Hem ölümden ödünüz patlar, miraslarını afiyetle yediğiniz ana babalarınızın mezarlarını ziyaret etmek akıllarınıza bile gelmez hem de cinayet görmek için dayanılmaz bir istek duyarsınız.
Saçma bir namus cinayeti daha zavallı bir kadının ölümüyle sonuçlanmıştı. Büyük bir olasılıkla kardeşi de kan davasına kurban gidecekti. Eninde sonunda gidecekti. Artık bunlara alışmıştım. Yadırgamıyordum. Onlar öldürüldükçe, ben onları bulup içeri tıkacaktım.
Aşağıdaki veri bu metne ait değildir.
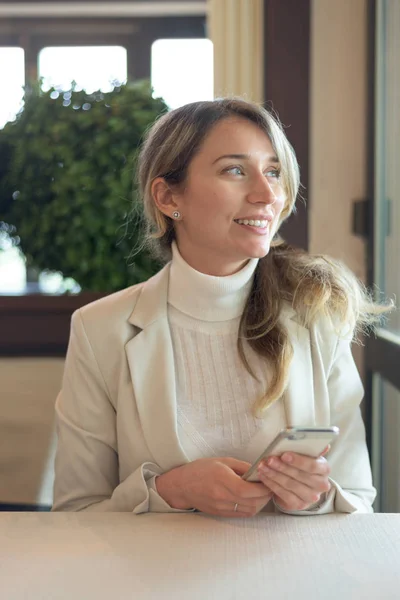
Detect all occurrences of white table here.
[0,513,400,600]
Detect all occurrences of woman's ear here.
[151,177,178,217]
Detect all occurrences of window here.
[151,39,214,108]
[0,47,25,129]
[38,46,127,93]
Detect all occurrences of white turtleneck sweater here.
[168,243,283,462]
[148,243,335,514]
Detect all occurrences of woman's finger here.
[261,469,326,505]
[267,452,330,475]
[260,457,330,492]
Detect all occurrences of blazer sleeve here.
[52,310,191,513]
[277,330,376,515]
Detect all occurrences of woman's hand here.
[156,458,272,517]
[258,447,331,510]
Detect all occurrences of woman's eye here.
[224,167,243,175]
[267,169,281,179]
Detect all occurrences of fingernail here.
[281,454,293,462]
[258,463,271,473]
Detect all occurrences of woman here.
[53,99,385,517]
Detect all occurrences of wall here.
[309,0,367,372]
[0,358,64,505]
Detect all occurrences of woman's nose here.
[248,175,277,204]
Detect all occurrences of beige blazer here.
[53,265,375,514]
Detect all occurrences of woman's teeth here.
[236,219,268,228]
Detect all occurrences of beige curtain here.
[207,0,264,102]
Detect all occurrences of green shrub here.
[0,82,167,291]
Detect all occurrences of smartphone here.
[242,427,339,481]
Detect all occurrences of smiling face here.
[152,117,285,276]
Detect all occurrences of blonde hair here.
[138,98,392,415]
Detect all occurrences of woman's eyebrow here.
[213,154,279,164]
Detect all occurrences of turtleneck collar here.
[168,242,258,321]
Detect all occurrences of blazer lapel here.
[125,265,188,470]
[282,308,315,427]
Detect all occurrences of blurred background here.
[0,0,400,512]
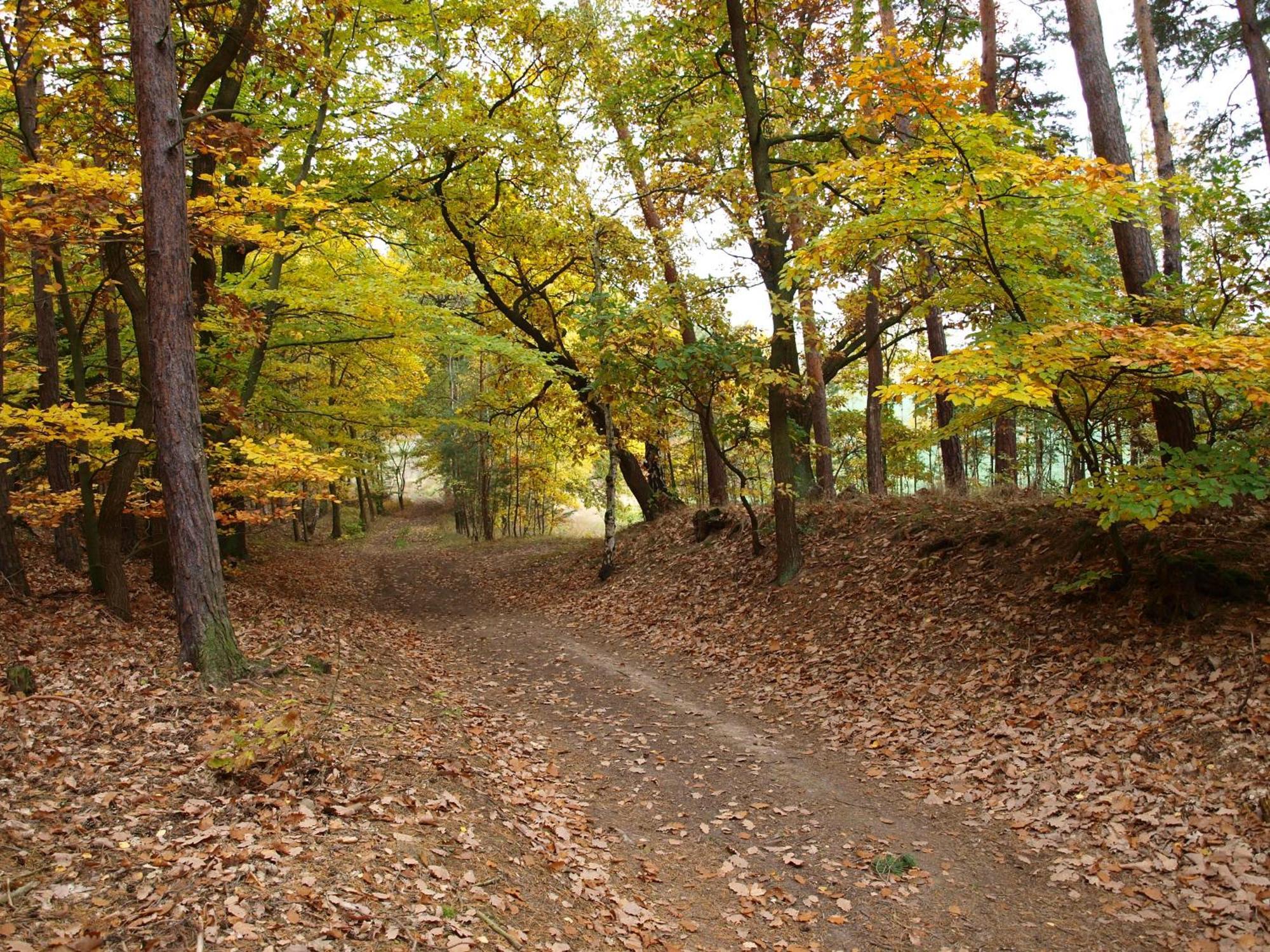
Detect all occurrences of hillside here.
[516,495,1270,949]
Ölen zavallılar için en azından bunu yapabilirdim.
Yoksullukla ve göçlerle yorulmuş, suçun yuvası haline gelmiş, her an üzerimize yıkılacakmış gibi duran eski evlerden oluşan bu semt, gündüzleri pislik, geceleri kan kokuyordu.
Hafta sonu şehir gene uyumamıştı. Yaralama, gasp, soygun, kapkaç, rakamlar giderek büyüyordu. Şehir ve suç! Ayrılmaz bir parçaydılar. Şehir suçsuz, suç şehirsiz yapamıyordu.